Gov't consumer watchdog to oversee debt collectors
WASHINGTON (AP) — Expanding its reach, the government's consumer finance watchdog agency will monitor the day-to-day operations of big debt-collection companies, the agency said Wednesday.
It is the first time that debt collectors have been subject to federal scrutiny of their routine business practices.
The move lengthens the list of industries that face oversight by the Consumer Financial Protection Bureau. The agency was set up after the financial crisis to protect consumers from misleading marketing, unfair fees and other harmful practices.
Debt collectors have long been criticized for hard-knuckled tactics like calling the employers of people who fail to repay debts or filing lawsuits against people who owe relatively little money. Some of the practices may violate federal disclosure rules and protections against harassment and intimidation.

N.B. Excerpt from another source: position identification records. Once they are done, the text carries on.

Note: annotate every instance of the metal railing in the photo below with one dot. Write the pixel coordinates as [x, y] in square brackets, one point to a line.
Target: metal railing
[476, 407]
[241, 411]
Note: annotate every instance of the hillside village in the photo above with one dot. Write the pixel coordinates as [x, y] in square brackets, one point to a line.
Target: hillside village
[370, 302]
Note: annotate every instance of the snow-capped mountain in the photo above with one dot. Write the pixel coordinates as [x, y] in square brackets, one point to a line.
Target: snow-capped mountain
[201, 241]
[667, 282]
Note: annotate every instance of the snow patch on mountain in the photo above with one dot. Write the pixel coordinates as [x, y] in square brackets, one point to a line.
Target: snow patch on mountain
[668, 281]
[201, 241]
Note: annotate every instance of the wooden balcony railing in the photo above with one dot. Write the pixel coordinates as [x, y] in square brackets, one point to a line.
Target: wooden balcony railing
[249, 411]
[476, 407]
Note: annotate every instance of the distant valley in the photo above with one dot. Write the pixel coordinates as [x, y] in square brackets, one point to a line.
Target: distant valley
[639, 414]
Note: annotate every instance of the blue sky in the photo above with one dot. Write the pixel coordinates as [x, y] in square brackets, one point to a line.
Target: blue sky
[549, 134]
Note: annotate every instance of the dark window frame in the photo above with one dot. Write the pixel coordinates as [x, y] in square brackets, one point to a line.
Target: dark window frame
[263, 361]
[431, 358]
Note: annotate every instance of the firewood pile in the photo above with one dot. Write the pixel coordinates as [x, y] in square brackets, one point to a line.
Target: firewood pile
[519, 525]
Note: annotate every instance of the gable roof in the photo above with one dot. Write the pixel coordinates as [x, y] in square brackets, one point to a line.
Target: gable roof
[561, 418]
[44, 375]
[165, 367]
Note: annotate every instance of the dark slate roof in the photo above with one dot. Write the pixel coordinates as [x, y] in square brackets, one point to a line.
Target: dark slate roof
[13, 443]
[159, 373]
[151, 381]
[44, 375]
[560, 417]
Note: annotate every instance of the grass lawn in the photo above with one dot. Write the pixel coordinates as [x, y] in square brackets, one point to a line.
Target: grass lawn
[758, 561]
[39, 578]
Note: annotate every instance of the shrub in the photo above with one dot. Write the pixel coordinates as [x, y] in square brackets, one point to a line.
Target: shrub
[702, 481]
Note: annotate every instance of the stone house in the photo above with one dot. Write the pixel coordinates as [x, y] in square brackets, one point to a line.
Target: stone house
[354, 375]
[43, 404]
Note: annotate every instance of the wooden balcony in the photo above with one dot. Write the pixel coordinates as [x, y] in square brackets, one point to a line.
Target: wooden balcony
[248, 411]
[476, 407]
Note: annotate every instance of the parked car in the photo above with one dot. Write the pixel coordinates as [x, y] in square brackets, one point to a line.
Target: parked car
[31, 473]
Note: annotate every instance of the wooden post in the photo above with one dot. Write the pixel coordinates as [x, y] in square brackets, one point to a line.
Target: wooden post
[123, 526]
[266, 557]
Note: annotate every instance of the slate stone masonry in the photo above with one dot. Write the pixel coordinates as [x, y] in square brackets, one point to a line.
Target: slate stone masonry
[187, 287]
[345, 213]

About 30 million Americans have, on average, $1,500 of debt that is subject to the debt-collection industry, the agency said. That information often is reported to credit bureaus, so debt collectors can affect a person's ability to finance a car or the rate she pays on a mortgage.
The bureau already supervises mortgage companies, private student lenders and payday lenders. Those industries were placed under its watch in the 2010 overhaul of financial laws, which established the agency.
Debt collectors are the second group, after credit bureaus, that the agency is choosing to include in its supervision program. The CFPB started overseeing credit bureaus last month.